IMF issues growth warning for sub-Saharan Africa

3 May 16

The International Monetary Fund has warned that economic growth in sub-Saharan Africa will slow this year, and urged countries across the region to shore up their tax bases as revenues from exports like oil and mining decline.


Extractive industries

Tumbling commodity prices mean oil and mining industries don't yield as much as they used to, prompting the IMF to warn Sub-Saharan African commodity exporters to bolster their tax bases.


Publishing an economic outlook for the area today, the IMF concluded that growth would fall to 3% in 2016. This is the lowest level in some 15 years, is nearly half the 6% rate seen in most of the last decade and is barely above the population growth rate, although there are considerable differences across the region.

Publishing the review, Antoinette Sayeh, the director of the IMF’s African Department, said lower commodity prices meant that Africa needed a substantial policy reset in order to realise the region’s strong potential.

“This is particularly urgent in commodity exporters and some market access countries, as the policy response to date has generally been insufficient,” she added.

The sharp fall in commodity prices, which represented a shock of unprecedented magnitude, has put many of the largest sub-Saharan African economies under severe strain, according to the review. As a result, oil exporters, such as Nigeria and Angola, as well as non-energy commodity exporters, such as Ghana, South Africa and Zambia, face difficult economic conditions.
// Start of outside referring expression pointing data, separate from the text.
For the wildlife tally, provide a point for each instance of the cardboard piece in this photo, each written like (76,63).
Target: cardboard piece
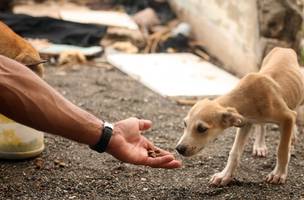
(108,18)
(175,75)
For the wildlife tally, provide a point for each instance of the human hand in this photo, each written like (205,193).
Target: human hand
(128,145)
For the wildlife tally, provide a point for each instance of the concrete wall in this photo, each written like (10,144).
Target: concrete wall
(228,29)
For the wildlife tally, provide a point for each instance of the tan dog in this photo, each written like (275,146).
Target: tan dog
(15,47)
(269,96)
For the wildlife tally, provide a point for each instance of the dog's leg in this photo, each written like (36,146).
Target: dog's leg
(259,146)
(225,176)
(279,174)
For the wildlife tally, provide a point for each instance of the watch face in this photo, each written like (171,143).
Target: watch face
(109,125)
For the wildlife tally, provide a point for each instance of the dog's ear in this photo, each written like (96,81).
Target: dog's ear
(231,117)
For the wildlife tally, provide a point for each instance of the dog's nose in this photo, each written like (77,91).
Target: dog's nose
(181,149)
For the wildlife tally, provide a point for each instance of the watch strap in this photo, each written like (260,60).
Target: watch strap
(105,137)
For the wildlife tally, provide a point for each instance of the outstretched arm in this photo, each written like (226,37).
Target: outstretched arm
(27,99)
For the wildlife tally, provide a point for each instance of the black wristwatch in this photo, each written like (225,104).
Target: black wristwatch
(104,140)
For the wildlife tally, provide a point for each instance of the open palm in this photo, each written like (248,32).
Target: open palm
(128,145)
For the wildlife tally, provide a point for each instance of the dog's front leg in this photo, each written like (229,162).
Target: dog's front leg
(225,176)
(259,146)
(279,174)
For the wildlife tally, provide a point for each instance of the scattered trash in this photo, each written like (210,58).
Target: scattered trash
(177,74)
(39,163)
(57,49)
(126,47)
(115,34)
(57,31)
(146,18)
(46,9)
(229,31)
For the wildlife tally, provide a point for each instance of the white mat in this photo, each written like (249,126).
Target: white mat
(178,74)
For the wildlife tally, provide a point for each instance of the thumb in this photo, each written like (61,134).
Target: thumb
(144,124)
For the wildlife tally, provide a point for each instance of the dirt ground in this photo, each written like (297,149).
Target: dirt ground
(84,174)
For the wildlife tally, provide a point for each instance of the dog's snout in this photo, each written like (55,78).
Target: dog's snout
(181,149)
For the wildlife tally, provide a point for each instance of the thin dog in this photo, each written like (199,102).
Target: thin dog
(269,96)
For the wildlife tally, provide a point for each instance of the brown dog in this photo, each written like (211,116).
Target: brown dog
(269,96)
(15,47)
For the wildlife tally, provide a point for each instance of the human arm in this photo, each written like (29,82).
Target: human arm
(29,100)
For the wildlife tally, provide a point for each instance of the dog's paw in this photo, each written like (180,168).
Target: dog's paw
(220,179)
(259,150)
(276,177)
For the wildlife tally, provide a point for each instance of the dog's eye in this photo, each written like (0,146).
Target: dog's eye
(201,129)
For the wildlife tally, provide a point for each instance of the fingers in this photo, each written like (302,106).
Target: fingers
(144,124)
(171,165)
(167,162)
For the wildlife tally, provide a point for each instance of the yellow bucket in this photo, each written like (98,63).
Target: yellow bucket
(18,141)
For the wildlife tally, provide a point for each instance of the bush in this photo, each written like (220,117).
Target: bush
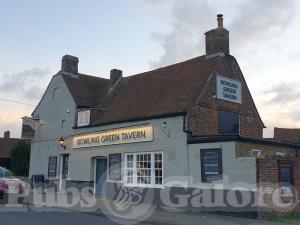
(20,158)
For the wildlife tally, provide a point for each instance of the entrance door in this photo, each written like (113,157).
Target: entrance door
(64,170)
(100,177)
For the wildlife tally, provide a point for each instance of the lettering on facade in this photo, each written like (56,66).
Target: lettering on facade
(117,136)
(229,90)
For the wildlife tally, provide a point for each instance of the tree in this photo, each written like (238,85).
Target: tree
(20,158)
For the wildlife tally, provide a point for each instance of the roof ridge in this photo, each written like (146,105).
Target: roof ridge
(166,67)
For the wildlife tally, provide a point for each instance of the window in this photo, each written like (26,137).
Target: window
(229,123)
(55,93)
(286,180)
(52,164)
(211,165)
(83,118)
(144,169)
(255,153)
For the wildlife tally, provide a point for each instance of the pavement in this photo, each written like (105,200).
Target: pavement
(51,213)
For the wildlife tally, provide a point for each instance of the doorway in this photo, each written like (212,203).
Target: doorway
(64,171)
(100,178)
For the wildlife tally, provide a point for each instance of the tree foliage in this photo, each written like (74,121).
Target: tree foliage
(20,158)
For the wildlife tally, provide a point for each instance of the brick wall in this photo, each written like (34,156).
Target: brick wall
(267,151)
(203,116)
(268,177)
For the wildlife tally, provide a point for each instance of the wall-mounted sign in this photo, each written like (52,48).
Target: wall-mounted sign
(115,166)
(114,137)
(52,166)
(229,90)
(211,165)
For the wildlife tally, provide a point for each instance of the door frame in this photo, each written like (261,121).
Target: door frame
(61,169)
(95,171)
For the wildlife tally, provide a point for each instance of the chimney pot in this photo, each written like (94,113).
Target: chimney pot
(115,75)
(220,20)
(217,40)
(69,64)
(7,134)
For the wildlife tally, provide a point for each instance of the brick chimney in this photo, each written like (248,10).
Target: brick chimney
(69,64)
(217,40)
(115,75)
(7,134)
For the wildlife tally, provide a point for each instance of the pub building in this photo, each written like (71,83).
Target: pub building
(194,122)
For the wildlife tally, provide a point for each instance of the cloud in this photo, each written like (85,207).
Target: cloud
(285,93)
(27,85)
(10,118)
(249,21)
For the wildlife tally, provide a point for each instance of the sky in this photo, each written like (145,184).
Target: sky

In addition countries including Ethiopia, Malawi, and Zimbabwe, are suffering from a severe drought.

These countries were faced with both rapidly decreasing fiscal and foreign reserves, and there was a need for a “prompt and robust” policy readjustment, Sayeh added.

“As revenue from the extractive sector is likely durably reduced, many affected countries critically need to contain fiscal deficits and build a sustainable tax base from the rest of the economy.

“Given the substantially tighter external financing environment, market access countries in which fiscal and current account deficits have been elevated over the last few years will also need to recalibrate their fiscal policies. Such recalibration would help them to rebuild scarce buffers and mitigate vulnerabilities if external conditions worsen further.”

However, Sayeh said the region’s overall economic output remained favourable with many countries in the region continuing to register robust growth. This includes those nations that are oil importers, whose economies have been helped by lower prices. Expansion in excess of 5% is expected this year in countries such as Côte d’Ivoire, Kenya, and Senegal, as well as in many low-income countries.

“More broadly, medium-term growth prospects remain favourable, as the underlying drivers of growth at play domestically over the last decade generally continue to be in place,” she added. “In particular, the much improved business environment and favourable demographics should play a supportive role in the coming decades.”